Doxee e la Pubblica Amministrazione

Tra le organizzazioni che, chiamate a riprogettare le loro strategie di tax collection in contesti spesso più difficili, hanno deciso di sfruttare a pieno il potenziale degli strumenti digitali, ci sono anche alcune Pubbliche Amministrazioni Locali e Centrali. In questi casi non si tratta solo di un cambiamento obbligato dettato dall’urgenza di far fronte alla digital disruption, ma anche la conseguenza di una riflessione sull’utilità di un miglioramento della Digital Customer Experience. Una esperienza efficace e coinvolgente innesca infatti un circolo virtuoso che ha un impatto sui processi di comunicazione rivolti al cittadino perché li rende efficienti e misurabili.

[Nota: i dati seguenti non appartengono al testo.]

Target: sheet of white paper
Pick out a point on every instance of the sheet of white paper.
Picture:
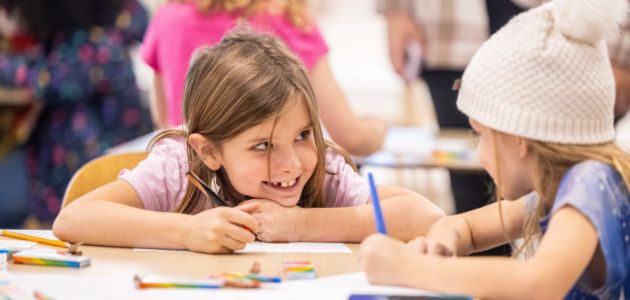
(296, 248)
(153, 250)
(40, 233)
(351, 283)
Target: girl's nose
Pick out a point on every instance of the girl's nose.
(287, 161)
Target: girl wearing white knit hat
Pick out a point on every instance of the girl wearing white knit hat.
(540, 94)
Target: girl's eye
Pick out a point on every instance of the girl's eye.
(304, 135)
(261, 146)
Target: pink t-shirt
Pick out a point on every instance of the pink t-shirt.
(161, 183)
(177, 29)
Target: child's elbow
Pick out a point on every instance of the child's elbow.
(537, 284)
(61, 227)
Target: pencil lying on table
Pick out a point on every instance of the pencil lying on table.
(41, 240)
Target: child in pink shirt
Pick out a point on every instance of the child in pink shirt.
(177, 29)
(252, 135)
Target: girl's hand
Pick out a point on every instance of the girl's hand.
(221, 229)
(276, 223)
(386, 260)
(423, 245)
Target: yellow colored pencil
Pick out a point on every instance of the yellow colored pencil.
(41, 240)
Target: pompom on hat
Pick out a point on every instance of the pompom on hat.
(546, 75)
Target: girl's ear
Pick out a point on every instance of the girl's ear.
(206, 151)
(523, 147)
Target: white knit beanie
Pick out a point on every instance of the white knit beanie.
(546, 75)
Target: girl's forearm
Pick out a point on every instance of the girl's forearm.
(405, 218)
(112, 224)
(481, 277)
(453, 232)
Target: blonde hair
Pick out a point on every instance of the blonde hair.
(296, 10)
(245, 80)
(552, 161)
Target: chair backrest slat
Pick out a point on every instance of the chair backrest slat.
(98, 172)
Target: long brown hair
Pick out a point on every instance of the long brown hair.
(245, 80)
(552, 161)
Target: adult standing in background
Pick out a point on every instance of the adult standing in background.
(448, 32)
(73, 56)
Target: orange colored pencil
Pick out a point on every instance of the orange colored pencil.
(41, 240)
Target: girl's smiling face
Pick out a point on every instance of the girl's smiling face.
(507, 159)
(275, 169)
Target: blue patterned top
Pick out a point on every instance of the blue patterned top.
(598, 191)
(85, 81)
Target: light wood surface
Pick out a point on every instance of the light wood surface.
(107, 261)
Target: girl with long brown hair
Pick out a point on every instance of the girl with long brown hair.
(252, 136)
(179, 27)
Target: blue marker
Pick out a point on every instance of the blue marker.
(378, 215)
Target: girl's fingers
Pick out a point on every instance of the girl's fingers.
(249, 207)
(239, 233)
(237, 216)
(231, 243)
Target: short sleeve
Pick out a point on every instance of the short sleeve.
(149, 48)
(590, 187)
(343, 186)
(599, 193)
(309, 46)
(306, 43)
(159, 179)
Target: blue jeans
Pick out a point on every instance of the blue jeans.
(14, 203)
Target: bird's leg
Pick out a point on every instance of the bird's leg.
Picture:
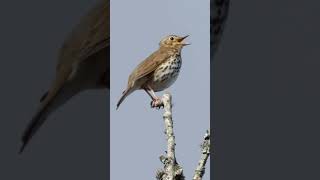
(156, 101)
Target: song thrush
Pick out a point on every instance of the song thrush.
(83, 64)
(158, 71)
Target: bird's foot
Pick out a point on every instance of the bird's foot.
(157, 103)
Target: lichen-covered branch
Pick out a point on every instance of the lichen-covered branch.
(172, 170)
(205, 149)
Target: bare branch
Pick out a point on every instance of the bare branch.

Doxee ha offerto la sua expertise su numerosi progetti nell’ambito della Pubblica Amministrazione, mettendo a punto strumenti efficaci per progettare e gestire una pluralità di  touchpoint digitali, lungo tutto il customer journey dei cittadini: dalla offerta di informazioni personalizzate sui servizi relativi alla città in cui vivono, alla semplicità di pagamento dei tributi, alla richiesta real-time di documenti.

 

La Regione Campania sceglie i video personalizzati per la riscossione dei tributi

 Il video-sollecito che Doxee ha realizzato per la Regione Campania, personalizzato e interattivo, serviva come strumento di presentazione informale verso i debitori e come fonte di spiegazioni rigorosamente istituzionali che dovevano però essere raccontate in modo preciso e coinvolgente. Tra gli obiettivi del video, oltre a quello di ottenere una conclusione della situazione debitoria in modo veloce e relativamente semplice c’era infatti anche quello di abbassare sin da subito il tasso di conflittualità con i contribuenti.

La regione Campania aveva l’esigenza di instaurare un rapporto personale con il contribuente e contrastare in maniera più efficace l’evasione tributaria.

Per raggiungere questi scopi, il video-sollecito era stato progettato per:

  • comunicare tutte le informazioni sull’impiego dei tributi riscossi, sulle modalità di pagamento e sulle informazioni utili per l’adempimento;
  • distribuire il sollecito con un tono particolarmente amichevole, (il sollecito era comunque inviato anche in forma cartacea);
  • eseguire in modo immediato il pagamento, attraverso un video personalizzato ed interattivo rilasciato on line, che i cittadini potevano vedere scansionando il QR code presente nella notifica cartacea.

Nel video il cittadino riceveva tutte le informazioni necessarie relative al suo insoluto verso la Regione e tutte le informazioni di dettaglio relative alle modalità di pagamento. Nella parte finale era quindi invitato a compiere delle azioni direttamente nel video, tramite apposite call-to-action.